If you like to keep your wild rags in a drawer like we do, but find they're too slippery to remain neatly stacked, try using cardboard rolls to tame them into submission.
Below: A tangled, unorganized mess of silk wild rags.
By cardboard rolls we mean something like empty toilet paper or Vetrap rolls. Try tucking each wild rag into its own cardboard roll for a neat, secure, holder.
We have found that toilet paper and Vetrap rolls hold our wild rags nicely, letting us look through them without turning them into a messy drawer disaster. This method also lets us stack numerous wild rags one on top of the other, taking up minimal space.
Below: A drawer full of wild rags organized by empty toilet paper and Vetrap rolls.
NOTE: You don't have to keep your wild rags in a
drawer, of course. There a lots of other ways to keep them organized. For
example, several of our friends like to use
However, we like to keep our wild rags in a drawer so that's what this article focuses on.
Drawer Organizers Failed Us
In the past we had tried using drawer organizers to keep our wild rags neatly organized. We found that while they worked nicely for a few wild rags, they were too inefficient: It seemed to us they took up a lot of room for the amount of wild rags they held.
We also experimented with tucking several of our wild rags through their own napkin ring. This worked ok, but the napkin rings were too narrow to hold the wild rag securely.
Finally, The Humble Cardboard Roll
Next, we tried tucking several of our wild rags through their own cardboard toilet paper roll or Vetrap roll (empty, of course). And it was love.

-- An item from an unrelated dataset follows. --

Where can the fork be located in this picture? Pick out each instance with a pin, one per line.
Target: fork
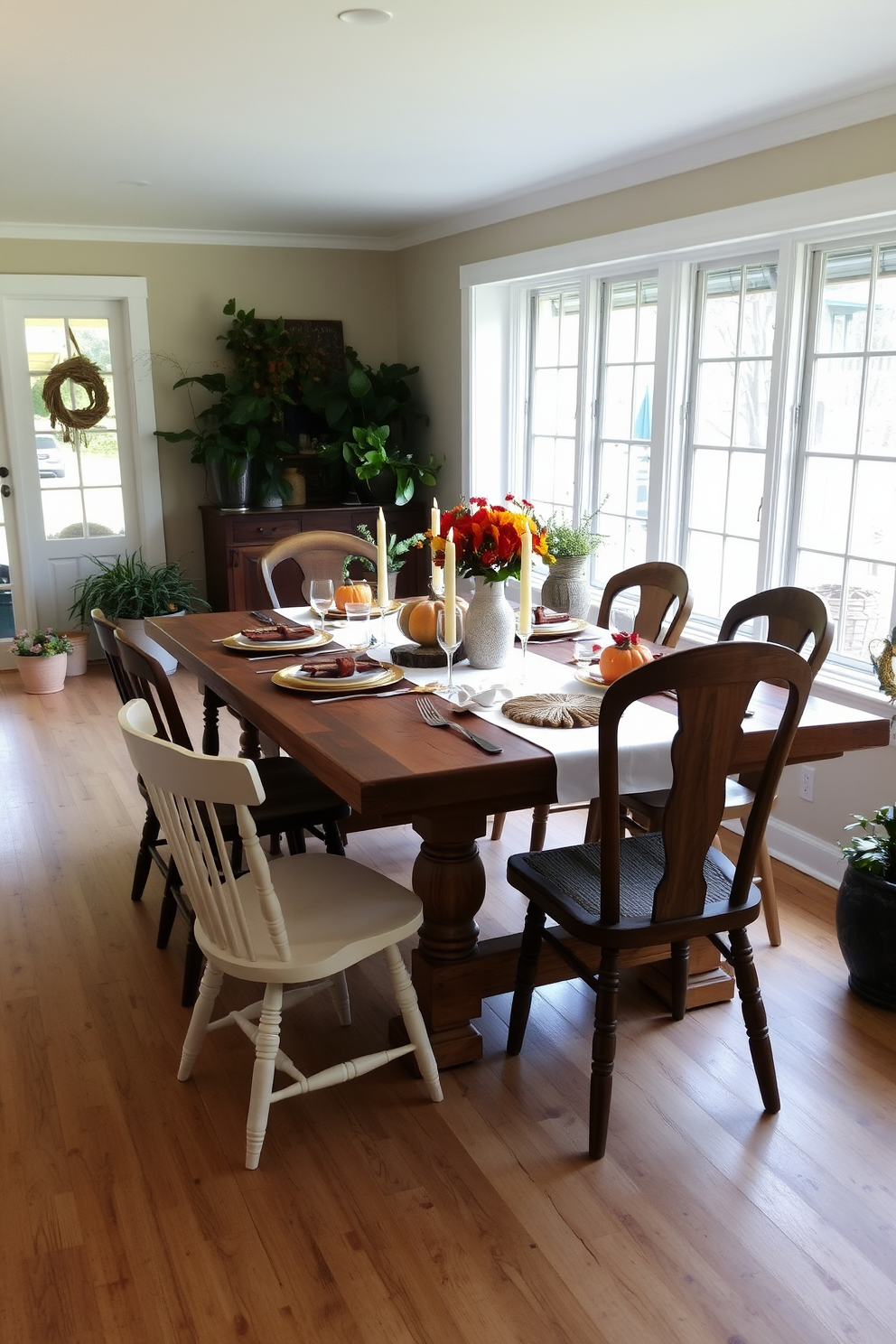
(432, 715)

Below: The humble cardboard roll makes a great organizer for wild rags.
The empty cardboard rolls worked great. For one thing, they were long enough to keep the wild rag fairly rigid so it didn't flop where it stuck out at each end, or get pushed around in the drawer.

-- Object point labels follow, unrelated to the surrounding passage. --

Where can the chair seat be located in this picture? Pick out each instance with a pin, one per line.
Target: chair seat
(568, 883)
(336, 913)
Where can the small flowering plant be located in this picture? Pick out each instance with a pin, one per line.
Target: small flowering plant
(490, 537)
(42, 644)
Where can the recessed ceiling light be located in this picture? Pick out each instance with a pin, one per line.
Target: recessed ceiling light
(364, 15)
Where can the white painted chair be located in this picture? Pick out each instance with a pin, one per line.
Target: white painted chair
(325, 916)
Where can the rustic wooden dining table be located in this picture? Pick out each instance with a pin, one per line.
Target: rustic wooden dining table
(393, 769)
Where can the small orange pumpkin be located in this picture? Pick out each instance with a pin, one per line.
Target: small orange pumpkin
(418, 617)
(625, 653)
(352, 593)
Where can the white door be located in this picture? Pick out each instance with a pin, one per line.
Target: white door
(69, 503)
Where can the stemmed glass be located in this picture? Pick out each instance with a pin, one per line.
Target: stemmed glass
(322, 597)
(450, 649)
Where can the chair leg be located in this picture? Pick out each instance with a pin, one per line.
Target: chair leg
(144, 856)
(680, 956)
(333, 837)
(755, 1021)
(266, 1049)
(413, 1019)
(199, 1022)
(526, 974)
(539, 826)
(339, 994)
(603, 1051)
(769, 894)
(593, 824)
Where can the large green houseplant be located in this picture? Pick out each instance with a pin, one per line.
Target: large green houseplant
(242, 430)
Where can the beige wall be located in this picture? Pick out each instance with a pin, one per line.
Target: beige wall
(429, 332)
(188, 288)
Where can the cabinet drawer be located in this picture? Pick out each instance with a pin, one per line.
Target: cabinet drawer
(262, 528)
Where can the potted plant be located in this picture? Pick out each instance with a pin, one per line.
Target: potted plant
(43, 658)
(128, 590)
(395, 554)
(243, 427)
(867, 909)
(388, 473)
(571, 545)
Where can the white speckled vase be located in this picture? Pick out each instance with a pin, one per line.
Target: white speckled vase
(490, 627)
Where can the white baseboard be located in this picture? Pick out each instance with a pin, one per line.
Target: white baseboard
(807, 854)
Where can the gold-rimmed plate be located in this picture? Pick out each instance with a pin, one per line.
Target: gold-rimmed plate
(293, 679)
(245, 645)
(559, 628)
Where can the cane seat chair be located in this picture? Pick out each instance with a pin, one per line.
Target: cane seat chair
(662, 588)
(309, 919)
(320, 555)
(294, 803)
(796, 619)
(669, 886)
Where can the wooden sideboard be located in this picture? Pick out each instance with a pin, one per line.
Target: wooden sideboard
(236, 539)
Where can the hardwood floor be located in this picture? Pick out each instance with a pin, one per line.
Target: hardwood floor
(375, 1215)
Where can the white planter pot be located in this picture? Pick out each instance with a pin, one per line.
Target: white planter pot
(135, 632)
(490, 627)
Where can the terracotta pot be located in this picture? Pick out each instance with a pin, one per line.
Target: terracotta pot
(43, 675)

In addition, the cardboard was a lot less slippery than the napkin rings we had tried earlier: The cardboard stayed in place without slipping up and down the silk wild rag.
And the price is certainly right.
Below: A roll of toilet paper on the left, and a roll of Vetrap on the right. When empty, the cardboard rolls in their centers make great wild rag organizers.
Personally, we slightly prefer toilet paper rolls to Vetrap rolls because the TP rolls are a bit bigger, which makes them a little quicker/easier to slide a wild rag into. It's not a huge difference for us, though, and we use both types of rolls.
Below: A toilet paper roll on the left, and a Vetrap roll on the right.
One of the nice things about this method of organizing and storing wild rags is that you can fold the wild rag as much or as little as you like before you tuck it through the cardboard roll.
- The more you fold the wild rag the more difficult it will be to tuck through the roll.
- The less you fold the wild rag the easier it will be to tuck through the roll, but you will leave more wild rag flopping around at either end.
Either way works and helps to make your wild rags organized and easy to find.